In order to see the impact of service quality on consumer behavior, we consider quality as an input variable. First, service providers determine their service quality and then compete with others on the market price at the same time. To solve this problem, we consider four scenarios.

In the first scenario, both Internet service providers offer the same level of the low-quality Internet, in the second scenario, the smaller service provider has a higher Internet quality than the other, in the third scenario, both service providers offer the same level of high-quality Internet, and in the last scenario, more significant service provider offers high-quality Internet, and the smaller service provider offers low-quality Internet.
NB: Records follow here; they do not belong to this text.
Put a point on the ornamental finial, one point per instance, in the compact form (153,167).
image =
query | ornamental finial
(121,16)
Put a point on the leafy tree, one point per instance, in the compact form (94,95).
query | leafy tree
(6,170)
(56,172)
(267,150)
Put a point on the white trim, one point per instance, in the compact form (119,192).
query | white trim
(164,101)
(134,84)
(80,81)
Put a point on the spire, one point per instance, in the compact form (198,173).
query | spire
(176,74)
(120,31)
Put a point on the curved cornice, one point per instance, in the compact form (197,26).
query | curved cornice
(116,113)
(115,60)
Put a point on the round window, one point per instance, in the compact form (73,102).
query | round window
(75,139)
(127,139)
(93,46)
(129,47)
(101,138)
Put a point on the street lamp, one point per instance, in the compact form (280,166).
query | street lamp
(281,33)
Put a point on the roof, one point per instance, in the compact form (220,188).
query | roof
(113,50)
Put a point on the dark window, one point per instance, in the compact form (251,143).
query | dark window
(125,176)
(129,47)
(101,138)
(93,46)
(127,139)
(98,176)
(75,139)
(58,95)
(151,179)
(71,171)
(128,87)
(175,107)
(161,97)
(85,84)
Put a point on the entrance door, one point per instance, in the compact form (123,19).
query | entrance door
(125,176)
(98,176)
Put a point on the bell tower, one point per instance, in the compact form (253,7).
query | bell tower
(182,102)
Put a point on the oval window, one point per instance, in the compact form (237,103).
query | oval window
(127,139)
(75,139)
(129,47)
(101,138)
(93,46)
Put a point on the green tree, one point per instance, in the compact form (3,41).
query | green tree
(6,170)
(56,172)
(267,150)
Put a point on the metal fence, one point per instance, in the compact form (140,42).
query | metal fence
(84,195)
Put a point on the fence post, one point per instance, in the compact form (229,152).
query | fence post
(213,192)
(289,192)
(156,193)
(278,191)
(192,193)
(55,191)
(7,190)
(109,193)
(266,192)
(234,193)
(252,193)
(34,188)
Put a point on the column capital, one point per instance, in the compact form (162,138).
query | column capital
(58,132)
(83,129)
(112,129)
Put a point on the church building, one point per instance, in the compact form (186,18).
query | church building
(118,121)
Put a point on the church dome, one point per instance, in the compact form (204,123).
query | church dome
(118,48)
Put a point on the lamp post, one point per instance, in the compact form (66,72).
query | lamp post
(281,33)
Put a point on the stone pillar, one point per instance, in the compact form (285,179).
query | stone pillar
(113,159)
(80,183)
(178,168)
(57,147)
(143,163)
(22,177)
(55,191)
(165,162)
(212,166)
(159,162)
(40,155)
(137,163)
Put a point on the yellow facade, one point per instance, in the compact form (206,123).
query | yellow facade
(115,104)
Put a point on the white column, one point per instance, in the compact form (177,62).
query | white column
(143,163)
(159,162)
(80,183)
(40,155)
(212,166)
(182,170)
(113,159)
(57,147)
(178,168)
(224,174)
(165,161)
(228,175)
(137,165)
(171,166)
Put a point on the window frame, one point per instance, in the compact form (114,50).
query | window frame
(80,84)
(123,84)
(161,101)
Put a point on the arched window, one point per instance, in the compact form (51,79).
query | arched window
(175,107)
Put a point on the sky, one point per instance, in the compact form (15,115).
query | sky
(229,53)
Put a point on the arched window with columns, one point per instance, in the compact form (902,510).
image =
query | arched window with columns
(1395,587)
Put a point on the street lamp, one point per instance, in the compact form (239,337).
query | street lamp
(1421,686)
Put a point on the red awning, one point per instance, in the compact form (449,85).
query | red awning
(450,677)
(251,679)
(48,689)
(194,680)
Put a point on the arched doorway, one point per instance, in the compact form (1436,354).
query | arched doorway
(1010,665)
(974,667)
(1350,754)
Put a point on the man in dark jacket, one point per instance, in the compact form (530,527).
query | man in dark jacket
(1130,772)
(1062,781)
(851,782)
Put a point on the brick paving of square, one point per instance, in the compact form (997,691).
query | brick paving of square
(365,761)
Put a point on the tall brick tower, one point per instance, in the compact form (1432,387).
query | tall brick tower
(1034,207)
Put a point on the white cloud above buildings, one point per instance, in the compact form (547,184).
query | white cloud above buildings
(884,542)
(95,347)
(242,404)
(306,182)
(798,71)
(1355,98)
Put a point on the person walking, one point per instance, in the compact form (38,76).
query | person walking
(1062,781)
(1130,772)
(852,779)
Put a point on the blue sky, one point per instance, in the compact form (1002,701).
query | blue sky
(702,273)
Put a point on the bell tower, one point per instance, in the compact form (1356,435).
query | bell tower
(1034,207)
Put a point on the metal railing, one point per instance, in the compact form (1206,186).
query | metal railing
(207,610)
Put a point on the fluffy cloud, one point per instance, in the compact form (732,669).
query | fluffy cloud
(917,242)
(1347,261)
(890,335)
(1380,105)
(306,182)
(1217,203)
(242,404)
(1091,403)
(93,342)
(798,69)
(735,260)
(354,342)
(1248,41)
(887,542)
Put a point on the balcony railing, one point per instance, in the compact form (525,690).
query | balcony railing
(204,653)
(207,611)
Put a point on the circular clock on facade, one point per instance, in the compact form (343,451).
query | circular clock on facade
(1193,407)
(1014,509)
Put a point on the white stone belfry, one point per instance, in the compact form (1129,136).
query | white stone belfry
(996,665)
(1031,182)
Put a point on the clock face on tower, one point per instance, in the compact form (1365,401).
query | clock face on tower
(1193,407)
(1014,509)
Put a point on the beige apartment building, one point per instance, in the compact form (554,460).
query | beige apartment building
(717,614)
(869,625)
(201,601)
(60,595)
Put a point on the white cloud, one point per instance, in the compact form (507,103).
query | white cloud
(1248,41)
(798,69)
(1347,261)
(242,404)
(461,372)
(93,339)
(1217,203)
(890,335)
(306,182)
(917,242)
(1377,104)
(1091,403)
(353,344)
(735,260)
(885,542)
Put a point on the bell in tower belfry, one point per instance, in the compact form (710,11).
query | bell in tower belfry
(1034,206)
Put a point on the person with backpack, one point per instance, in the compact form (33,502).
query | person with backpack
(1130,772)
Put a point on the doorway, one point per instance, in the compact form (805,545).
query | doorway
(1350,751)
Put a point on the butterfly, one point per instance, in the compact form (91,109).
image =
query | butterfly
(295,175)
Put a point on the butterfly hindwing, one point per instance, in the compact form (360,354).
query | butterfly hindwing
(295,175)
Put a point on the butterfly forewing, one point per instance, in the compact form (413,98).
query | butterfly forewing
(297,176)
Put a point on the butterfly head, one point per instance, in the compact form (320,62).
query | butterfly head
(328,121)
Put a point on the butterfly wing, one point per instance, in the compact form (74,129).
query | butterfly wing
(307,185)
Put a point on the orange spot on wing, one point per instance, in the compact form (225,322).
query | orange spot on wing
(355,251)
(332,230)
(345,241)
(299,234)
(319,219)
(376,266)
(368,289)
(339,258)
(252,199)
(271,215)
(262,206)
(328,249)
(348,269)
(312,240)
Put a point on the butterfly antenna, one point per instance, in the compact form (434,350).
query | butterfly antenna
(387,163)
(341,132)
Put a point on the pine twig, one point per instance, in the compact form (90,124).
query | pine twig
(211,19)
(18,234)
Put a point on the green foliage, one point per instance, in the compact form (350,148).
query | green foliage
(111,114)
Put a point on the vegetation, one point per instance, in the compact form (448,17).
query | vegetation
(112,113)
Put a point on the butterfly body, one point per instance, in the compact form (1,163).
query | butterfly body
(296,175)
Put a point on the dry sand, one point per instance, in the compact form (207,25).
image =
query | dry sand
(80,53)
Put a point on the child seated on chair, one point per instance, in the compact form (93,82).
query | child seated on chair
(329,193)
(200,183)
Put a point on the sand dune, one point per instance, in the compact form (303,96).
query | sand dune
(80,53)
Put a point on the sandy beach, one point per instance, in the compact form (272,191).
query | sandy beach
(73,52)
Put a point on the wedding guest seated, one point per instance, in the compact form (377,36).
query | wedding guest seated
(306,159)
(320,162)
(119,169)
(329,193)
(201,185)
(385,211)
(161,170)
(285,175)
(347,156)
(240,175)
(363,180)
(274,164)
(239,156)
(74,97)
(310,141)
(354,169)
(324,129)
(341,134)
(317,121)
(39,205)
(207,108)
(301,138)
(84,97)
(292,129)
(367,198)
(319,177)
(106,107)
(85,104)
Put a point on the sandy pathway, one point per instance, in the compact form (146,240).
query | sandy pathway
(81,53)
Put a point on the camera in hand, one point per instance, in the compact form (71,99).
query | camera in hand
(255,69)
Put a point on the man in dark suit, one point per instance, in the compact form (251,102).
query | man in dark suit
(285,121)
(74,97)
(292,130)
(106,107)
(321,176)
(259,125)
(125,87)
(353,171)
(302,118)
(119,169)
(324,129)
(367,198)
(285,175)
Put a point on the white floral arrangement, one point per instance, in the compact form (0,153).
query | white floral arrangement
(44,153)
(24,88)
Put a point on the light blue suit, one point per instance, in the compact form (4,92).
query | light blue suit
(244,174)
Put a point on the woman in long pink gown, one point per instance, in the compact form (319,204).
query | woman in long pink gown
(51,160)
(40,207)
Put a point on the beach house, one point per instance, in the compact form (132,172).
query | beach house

In order to show the quality difference between service providers in this research, we represent a higher quality Internet with \(q\) and lower quality with \(mq\), where \(0 < m < 1\). We discuss four scenarios separately. The result will be shown in the next section.

In the first scenario, both service providers with low-quality Internet compete in the market. So, \(q_{1} = q_{2} = mq\); therefore, to solve and find Nash equilibrium, we can use a backward induction method to obtain the variables. We formed a two-stage competition in which in the first stage, we assume the network prices are given and try to determine the market price by simultaneously maximizing the profits of the network providers. In the next stage, service providers compete in the market to determine their network price based on maximizing their profits. By obtaining the optimal market prices, we can use them in the demand functions and determine the network prices. If we place \(q_{1} = q_{2} = mq\) in Eqs. (2) and (3) and then maximize Eq. (8) based on market prices, we can derive the optimal market prices as follows:

$$p_{1} = \frac{{ - 2 - 2w_{1} - \left( {w_{2} + \alpha } \right)\gamma + mq\left( {2 + \gamma } \right)\left( { - 1 + \mu } \right)}}{{ - 4 + \gamma^{2} }}$$
(9)
$$p_{2} = \frac{{ - 2\left( {w_{2} + \alpha } \right) - \left( {1 + w_{1} } \right)\gamma + mq\left( {2 + \gamma } \right)\left( { - 1 + \mu } \right)}}{{ - 4 + \gamma^{2} }}$$
(10)

where the optimal equilibrium prices are derived based on \(w_{1}\) and \(w_{2}\). Now, by plugging in the optimal equilibrium prices in Eqs. (2) and (3), at this stage, we maximize the profits of service providers based on \(w_{1}\) and \(w_{2}\). To derive optimal network prices, we maximize Eq. (7) based on network prices as follows:

$$w_{1} = \frac{{8 + 6\alpha \gamma - 3\gamma^{2} - 2\alpha \gamma^{3} + r\left( { - 2 + \gamma^{2} } \right)\left( { - 4 + \gamma \left( { - 1 + 2\gamma } \right)} \right) + mq\left( {2 + \gamma } \right)\left( { - 4 + \gamma \left( { - 1 + 2\gamma } \right)} \right)\left( { - 1 + \mu } \right)}}{{16 - 17\gamma^{2} + 4\gamma^{4} }}$$
(11)
$$w_{2} = \frac{{8\alpha + 6\gamma - 3\alpha \gamma^{2} - 2\gamma^{3} + r\left( { - 2 + \gamma^{2} } \right)\left( { - 4 + \gamma \left( { - 1 + 2\gamma } \right)} \right) + mq\left( {2 + \gamma } \right)\left( { - 4 + \gamma \left( { - 1 + 2\gamma } \right)} \right)\left( { - 1 + \mu } \right)}}{{16 - 17\gamma^{2} + 4\gamma^{4} }}$$
(12)

By obtaining \(w_{1}\) and \(w_{2}\) in terms of parameters and plugging into Eq. (9) and (10), the prices in the market can be obtained according to the parameterazation and by having the optimal value \(w_{1}\) and \(w_{2}\) and \(p_{1}\) and \(p_{2}\), all variables including service volume or demand in the market, profit functions of network providers and service providers can also be derived. Here all the optimal values of variables for scenario 1 have been calculated by Wolfram Mathematica version 9.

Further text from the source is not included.